Ampace JP30 Fast charge of the batteries - how to charge the battery quickly without overheating the cells or causing lithium plating which could degrade the battery or cause it to catch fire.
Discover the Ampace JP30 battery, designed for fast charging in EVTOL applications, ensuring safety and efficiency without overheating or degradation.
Value Propositions
Cylindrical 18650 form factor for versatile applications.
Nominal capacity of 11.1 Wh and 3.0 Ah for reliable energy supply.
Top-quartile power density (+58% vs median 750 W/kg) for brisk current draws.
Maximum continuous discharge of 56.0 A, ensuring high performance under load.
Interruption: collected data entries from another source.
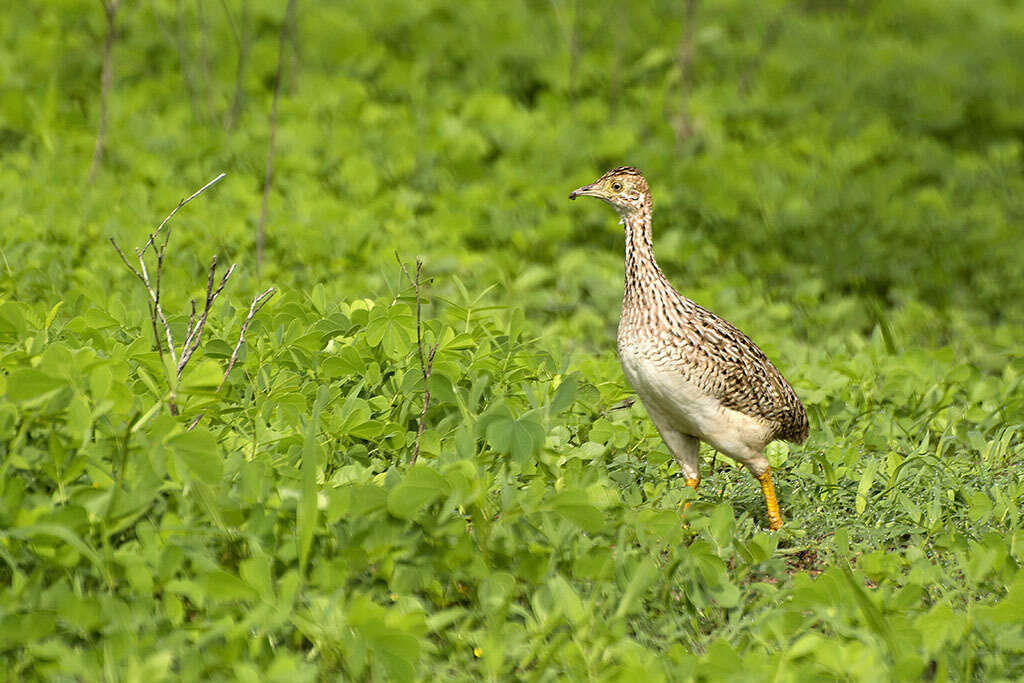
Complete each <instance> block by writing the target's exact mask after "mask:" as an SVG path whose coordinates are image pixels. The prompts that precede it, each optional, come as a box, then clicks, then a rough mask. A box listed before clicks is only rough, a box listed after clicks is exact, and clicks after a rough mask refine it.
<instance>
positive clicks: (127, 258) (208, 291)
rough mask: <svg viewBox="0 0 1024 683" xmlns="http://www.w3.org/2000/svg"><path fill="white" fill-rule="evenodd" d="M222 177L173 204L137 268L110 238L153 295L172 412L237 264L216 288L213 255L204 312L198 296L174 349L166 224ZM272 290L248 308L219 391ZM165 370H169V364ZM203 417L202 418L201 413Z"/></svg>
mask: <svg viewBox="0 0 1024 683" xmlns="http://www.w3.org/2000/svg"><path fill="white" fill-rule="evenodd" d="M223 177H224V174H223V173H221V174H219V175H218V176H217V177H215V178H214V179H213V180H211V181H210V182H208V183H206V184H205V185H203V186H202V187H200V188H199V189H198V190H196V191H195V193H193V194H191V195H190V196H188V197H186V198H185V199H183V200H181V201H180V202H178V205H177V206H176V207H174V209H173V210H172V211H171V213H169V214H168V215H167V217H166V218H164V220H163V221H162V222H161V223H160V225H159V226H158V227H157V229H156V230H155V231H153V232H151V233H150V239H148V240H147V241H146V243H145V244H144V245H143V246H142V247H141V248H138V249H135V256H136V257H137V258H138V267H137V268H136V267H135V266H133V265H132V264H131V262H129V260H128V257H127V256H126V255H125V253H124V250H122V249H121V246H120V245H118V243H117V241H116V240H115V239H114V238H111V244H112V245H114V249H115V251H117V253H118V256H120V257H121V261H122V262H123V263H124V264H125V267H126V268H128V270H129V271H130V272H131V273H132V274H133V275H135V278H136V279H137V280H138V281H139V282H140V283H142V287H143V288H145V291H146V293H147V294H148V296H150V299H148V301H147V302H146V305H147V307H148V310H150V322H151V323H152V325H153V336H154V340H155V342H156V344H157V352H158V353H159V354H160V356H161V359H162V360H163V358H164V355H165V353H166V354H168V355H170V358H171V362H172V364H173V367H174V371H173V376H172V375H171V372H172V371H168V377H167V383H168V387H169V389H170V391H169V393H168V399H167V403H168V408H169V410H170V412H171V415H177V414H178V407H177V398H176V395H175V387H176V386H177V381H178V380H180V379H181V376H182V374H183V373H184V370H185V368H186V367H187V365H188V361H189V360H190V359H191V357H193V355H194V354H195V353H196V350H197V349H198V348H199V346H200V343H201V342H202V339H203V333H204V332H205V330H206V324H207V319H208V318H209V316H210V311H211V309H212V308H213V304H214V302H216V300H217V297H219V296H220V293H221V292H223V290H224V287H225V286H226V285H227V281H228V280H230V278H231V274H232V273H233V272H234V268H236V267H237V266H236V265H233V264H232V265H231V266H230V267H229V268H227V270H226V271H225V272H224V273H223V274H222V275H221V278H220V282H219V283H217V286H216V288H214V284H215V283H216V274H217V257H216V256H214V258H213V260H212V262H211V264H210V274H209V276H208V278H207V283H206V299H205V301H204V304H203V310H202V312H199V314H198V315H197V313H198V311H197V307H196V299H193V300H191V312H190V314H189V316H188V325H187V327H186V328H185V340H184V343H182V344H181V349H180V351H179V352H175V347H174V335H173V333H172V332H171V326H170V323H168V321H167V316H166V314H165V313H164V307H163V305H162V302H161V283H162V280H163V271H164V258H165V257H166V255H167V247H168V243H169V242H170V239H171V228H170V227H169V226H168V227H167V229H166V230H164V227H165V226H167V225H168V222H169V221H170V220H171V218H173V217H174V215H175V214H176V213H177V212H178V210H179V209H181V207H183V206H184V205H185V204H188V202H190V201H193V200H194V199H196V198H197V197H199V196H200V195H201V194H203V193H204V191H205V190H206V189H208V188H209V187H211V186H212V185H213V184H215V183H216V182H218V181H219V180H220V179H221V178H223ZM162 231H163V236H164V240H163V243H158V242H157V238H158V236H159V234H160V233H161V232H162ZM151 246H154V251H155V252H156V254H157V256H156V259H157V267H156V271H155V274H154V275H153V276H151V275H150V269H148V267H147V266H146V262H145V252H146V250H147V249H148V248H150V247H151ZM273 292H274V290H273V288H270V289H268V290H266V291H264V292H263V293H262V294H260V295H258V296H256V297H255V298H254V299H253V303H252V305H251V306H250V309H249V316H248V317H247V318H246V322H245V323H244V324H243V326H242V332H241V334H240V337H239V343H238V344H237V345H236V347H234V352H233V353H232V354H231V360H230V362H229V364H228V367H227V370H226V371H225V373H224V379H223V380H222V381H221V383H220V386H219V387H217V390H218V391H219V390H220V388H221V387H223V384H224V381H226V379H227V374H228V373H230V372H231V368H232V367H233V366H234V362H236V360H237V358H238V352H239V348H240V347H241V345H242V343H243V342H244V341H245V334H246V330H247V329H248V327H249V323H251V322H252V317H253V316H254V315H255V314H256V313H257V312H258V311H259V309H260V308H262V307H263V304H264V303H266V301H267V300H268V299H269V298H270V296H272V295H273ZM161 329H163V335H162V334H161ZM162 336H163V337H166V344H165V341H164V340H163V339H161V337H162ZM165 369H167V366H166V365H165ZM200 417H202V415H201V416H200ZM198 422H199V419H198V418H197V419H196V420H195V421H194V422H193V424H191V426H190V427H189V429H190V428H191V427H195V426H196V424H197V423H198Z"/></svg>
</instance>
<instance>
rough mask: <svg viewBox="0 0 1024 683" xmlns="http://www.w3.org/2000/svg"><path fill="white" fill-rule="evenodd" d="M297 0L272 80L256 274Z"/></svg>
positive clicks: (258, 275)
mask: <svg viewBox="0 0 1024 683" xmlns="http://www.w3.org/2000/svg"><path fill="white" fill-rule="evenodd" d="M296 4H297V0H288V7H287V8H286V9H285V19H284V20H283V22H282V24H281V36H280V39H279V42H278V76H276V78H274V81H273V103H272V104H271V105H270V139H269V140H268V141H267V145H266V170H265V171H264V173H263V201H262V203H261V204H260V210H259V224H258V225H257V227H256V274H257V276H259V273H260V272H261V270H262V268H263V226H264V224H265V223H266V201H267V197H268V196H269V195H270V180H271V179H272V178H273V141H274V139H275V138H276V136H278V98H279V97H280V95H281V79H282V76H283V75H284V71H285V47H286V44H287V43H288V33H289V31H290V30H291V25H292V22H293V20H294V17H295V5H296Z"/></svg>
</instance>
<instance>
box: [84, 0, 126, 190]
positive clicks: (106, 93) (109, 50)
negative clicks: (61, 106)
mask: <svg viewBox="0 0 1024 683" xmlns="http://www.w3.org/2000/svg"><path fill="white" fill-rule="evenodd" d="M120 2H121V0H102V5H103V13H104V14H105V15H106V39H105V40H104V41H103V71H102V73H101V76H100V78H99V82H100V85H99V129H98V130H97V131H96V144H95V146H94V147H93V148H92V163H91V164H89V180H88V182H89V184H90V185H91V184H92V181H93V179H94V178H95V177H96V169H98V168H99V160H100V158H101V157H102V156H103V144H104V142H105V139H106V111H108V106H106V101H108V98H109V97H110V93H111V83H112V82H113V81H114V40H115V39H116V38H117V14H118V5H119V3H120Z"/></svg>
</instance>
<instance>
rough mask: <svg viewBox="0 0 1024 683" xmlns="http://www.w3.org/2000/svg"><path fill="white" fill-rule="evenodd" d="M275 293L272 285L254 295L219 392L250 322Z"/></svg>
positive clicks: (244, 336) (242, 325)
mask: <svg viewBox="0 0 1024 683" xmlns="http://www.w3.org/2000/svg"><path fill="white" fill-rule="evenodd" d="M275 293H276V290H275V289H273V288H272V287H270V288H268V289H266V290H264V291H263V293H262V294H257V295H256V296H254V297H253V302H252V303H251V304H249V314H248V315H246V319H245V321H244V322H243V323H242V330H241V331H240V332H239V341H238V343H236V344H234V349H233V350H232V351H231V358H230V359H229V360H228V361H227V368H226V369H225V370H224V377H223V378H221V380H220V384H218V385H217V392H218V393H219V392H220V390H221V389H223V388H224V385H225V384H226V383H227V376H228V375H230V374H231V371H232V370H233V369H234V364H236V362H237V361H238V359H239V350H240V349H241V348H242V345H243V344H244V343H245V341H246V330H248V329H249V324H250V323H252V322H253V318H254V317H255V316H256V313H258V312H259V311H260V308H262V307H263V306H264V304H266V302H267V301H269V300H270V297H272V296H273V295H274V294H275ZM204 415H206V414H205V413H200V414H199V415H197V416H196V418H195V419H194V420H193V421H191V423H190V424H189V425H188V429H189V430H190V429H193V428H195V427H196V425H198V424H199V421H200V420H202V419H203V416H204Z"/></svg>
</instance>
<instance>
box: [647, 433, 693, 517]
mask: <svg viewBox="0 0 1024 683" xmlns="http://www.w3.org/2000/svg"><path fill="white" fill-rule="evenodd" d="M663 424H664V423H663V422H662V421H659V420H655V421H654V426H655V427H657V431H658V433H659V434H662V440H664V441H665V444H666V445H667V446H669V452H670V453H671V454H672V457H673V458H675V459H676V462H677V463H679V470H680V471H681V472H682V473H683V478H684V480H685V482H686V485H687V486H689V487H690V488H692V489H693V490H696V489H697V486H699V485H700V458H699V454H700V441H699V440H698V439H697V438H696V437H695V436H690V435H689V434H683V433H682V432H678V431H676V430H675V429H672V428H670V427H663ZM688 507H690V504H689V503H687V504H686V505H684V506H683V510H685V509H686V508H688Z"/></svg>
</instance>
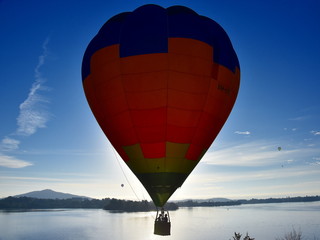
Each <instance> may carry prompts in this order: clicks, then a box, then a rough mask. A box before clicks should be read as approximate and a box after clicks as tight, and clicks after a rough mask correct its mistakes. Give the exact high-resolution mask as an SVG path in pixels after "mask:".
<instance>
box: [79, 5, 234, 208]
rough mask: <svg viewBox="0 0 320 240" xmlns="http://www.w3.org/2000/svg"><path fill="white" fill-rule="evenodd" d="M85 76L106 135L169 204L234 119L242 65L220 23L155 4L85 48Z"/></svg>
mask: <svg viewBox="0 0 320 240" xmlns="http://www.w3.org/2000/svg"><path fill="white" fill-rule="evenodd" d="M82 79H83V87H84V91H85V94H86V97H87V100H88V102H89V105H90V107H91V110H92V112H93V114H94V116H95V118H96V119H97V121H98V123H99V125H100V127H101V128H102V130H103V131H104V133H105V135H106V136H107V138H108V139H109V141H110V142H111V143H112V145H113V147H114V148H115V149H116V150H117V152H118V153H119V155H120V156H121V157H122V159H123V160H124V161H125V163H126V164H127V165H128V166H129V168H130V169H131V170H132V172H133V173H134V174H135V175H136V176H137V178H138V179H139V180H140V181H141V183H142V184H143V186H144V187H145V188H146V190H147V191H148V193H149V195H150V196H151V198H152V200H153V202H154V203H155V205H156V206H158V207H163V206H164V204H165V203H166V202H167V200H168V199H169V198H170V196H171V195H172V194H173V193H174V192H175V190H176V189H177V188H178V187H181V185H182V184H183V182H184V181H185V180H186V178H187V177H188V175H189V174H190V173H191V171H192V170H193V169H194V167H195V166H196V165H197V164H198V162H199V161H200V159H201V158H202V156H203V155H204V154H205V152H206V151H207V150H208V148H209V147H210V145H211V144H212V142H213V141H214V139H215V138H216V136H217V135H218V133H219V131H220V130H221V128H222V126H223V125H224V123H225V121H226V120H227V118H228V116H229V114H230V112H231V110H232V107H233V105H234V103H235V100H236V97H237V94H238V89H239V82H240V67H239V62H238V58H237V55H236V53H235V51H234V49H233V47H232V44H231V42H230V40H229V37H228V36H227V34H226V32H225V31H224V30H223V29H222V27H221V26H220V25H219V24H218V23H216V22H215V21H213V20H211V19H209V18H207V17H204V16H200V15H198V14H197V13H195V12H194V11H193V10H191V9H189V8H186V7H183V6H172V7H169V8H162V7H160V6H157V5H152V4H151V5H144V6H142V7H139V8H137V9H136V10H134V11H133V12H124V13H120V14H118V15H116V16H114V17H112V18H111V19H109V20H108V21H107V22H106V23H105V24H104V25H103V26H102V28H101V29H100V31H99V32H98V34H97V35H96V36H95V37H94V38H93V39H92V40H91V42H90V43H89V45H88V47H87V49H86V51H85V54H84V57H83V62H82Z"/></svg>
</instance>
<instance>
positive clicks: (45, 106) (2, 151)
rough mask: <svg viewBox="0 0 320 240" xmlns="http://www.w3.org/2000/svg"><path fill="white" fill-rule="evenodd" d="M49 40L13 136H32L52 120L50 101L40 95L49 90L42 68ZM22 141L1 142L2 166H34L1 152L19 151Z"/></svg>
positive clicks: (36, 66) (23, 107)
mask: <svg viewBox="0 0 320 240" xmlns="http://www.w3.org/2000/svg"><path fill="white" fill-rule="evenodd" d="M48 42H49V38H47V39H46V40H45V41H44V43H43V44H42V50H43V52H42V54H41V55H40V56H39V61H38V64H37V66H36V67H35V69H34V77H35V81H34V82H33V84H32V86H31V88H30V91H29V94H28V97H27V99H26V100H25V101H24V102H23V103H21V104H20V106H19V109H20V112H19V115H18V117H17V129H16V130H15V132H14V133H13V134H11V135H15V136H30V135H32V134H34V133H36V131H37V130H38V128H44V127H46V123H47V121H48V120H49V118H50V114H49V112H48V111H47V110H46V105H47V104H48V103H49V101H48V99H47V98H46V97H44V96H43V95H41V94H39V92H40V91H44V90H48V88H47V87H45V86H44V83H45V81H46V79H45V78H43V77H42V74H41V71H40V68H41V67H42V66H43V65H44V63H45V59H46V57H47V55H48V49H47V45H48ZM19 145H20V141H19V140H17V139H14V138H11V137H7V136H6V137H4V138H3V139H2V140H1V142H0V166H1V167H7V168H24V167H27V166H31V165H33V164H32V163H30V162H27V161H24V160H20V159H17V158H15V157H12V156H8V155H7V154H3V153H1V152H10V151H14V150H17V149H19Z"/></svg>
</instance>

Volumetric energy density of 629 Wh/l, ideal for compact designs.
About the Cell
The Ampace JP30 battery features a cylindrical 18650 form factor, making it suitable for various applications, particularly in EVTOL systems. With a nominal capacity of 11.1 Wh and 3.0 Ah, it provides a reliable energy supply for demanding tasks. The battery boasts a volumetric energy density of 629 Wh/l, which is significantly above the database median of 542 Wh/l, making it ideal for lightweight drone battery packs. Additionally, its gravimetric energy density of 222 Wh/kg positions it well within the top-quartile range compared to the median of 210 Wh/kg. The JP30 also excels in power delivery, with a maximum continuous discharge of 56.0 A, which is well above the median of 30 A, ensuring high performance under load. Furthermore, the battery's volumetric power density of 11,739 W/l is among the highest in the database, providing excellent power output for fast charging applications.
Application Challenges
In EVTOL applications, fast charging of batteries is critical to ensure operational efficiency and safety. The challenge lies in charging the battery quickly without overheating the cells or causing lithium plating, which can degrade the battery or even lead to fire hazards. The Ampace JP30 battery addresses these challenges with its high maximum continuous charge rate of 14.5 A, which is significantly higher than the median of 8 A in the database. This allows for rapid charging while maintaining thermal stability. Additionally, the standard charge current of 3.0 A ensures a safe and efficient charging process. The ability to manage heat generation effectively is crucial in preventing overheating, especially in high-demand scenarios such as drone operations. The JP30's design incorporates advanced thermal management features that help mitigate these risks, ensuring that the battery remains safe and reliable during fast charging cycles.
Why this Cell
The Ampace JP30 battery is specifically designed to meet the demands of fast charging in EVTOL applications. With a maximum continuous charge rate of 14.5 A, it allows for rapid energy replenishment, which is essential for maintaining operational readiness in drone missions. This charge rate is significantly higher than the database median of 8 A, making the JP30 a top choice for UAV battery pack design. Furthermore, its volumetric energy density of 629 Wh/l ensures that the battery can deliver a substantial amount of energy in a compact form factor, which is crucial for lightweight drone battery packs. The high gravimetric power density of 4,144 W/kg also supports high discharge rates, making it suitable for applications requiring quick bursts of power. This combination of high energy and power densities, along with effective thermal management, positions the JP30 as an ideal solution for fast charging without compromising safety or performance.
How Model-Based Design Helps
Simulation and model-based design play a vital role in optimising the performance of the Ampace JP30 battery for fast charging applications. By modelling load profiles and thermal behaviour, engineers can predict how the battery will respond under various charging conditions. This includes assessing heat generation during rapid charging and ensuring that the internal temperature remains within safe limits. The JP30's design benefits from simulations that evaluate voltage sag and usable energy across different discharge scenarios, allowing for informed decisions on cell selection. This predictive capability is crucial for UAV battery performance testing, as it enables designers to identify the best cells for specific mission profiles. By leveraging simulation data, manufacturers can avoid costly trial-and-error testing, ensuring that the JP30 battery meets the rigorous demands of EVTOL operations while maintaining safety and efficiency.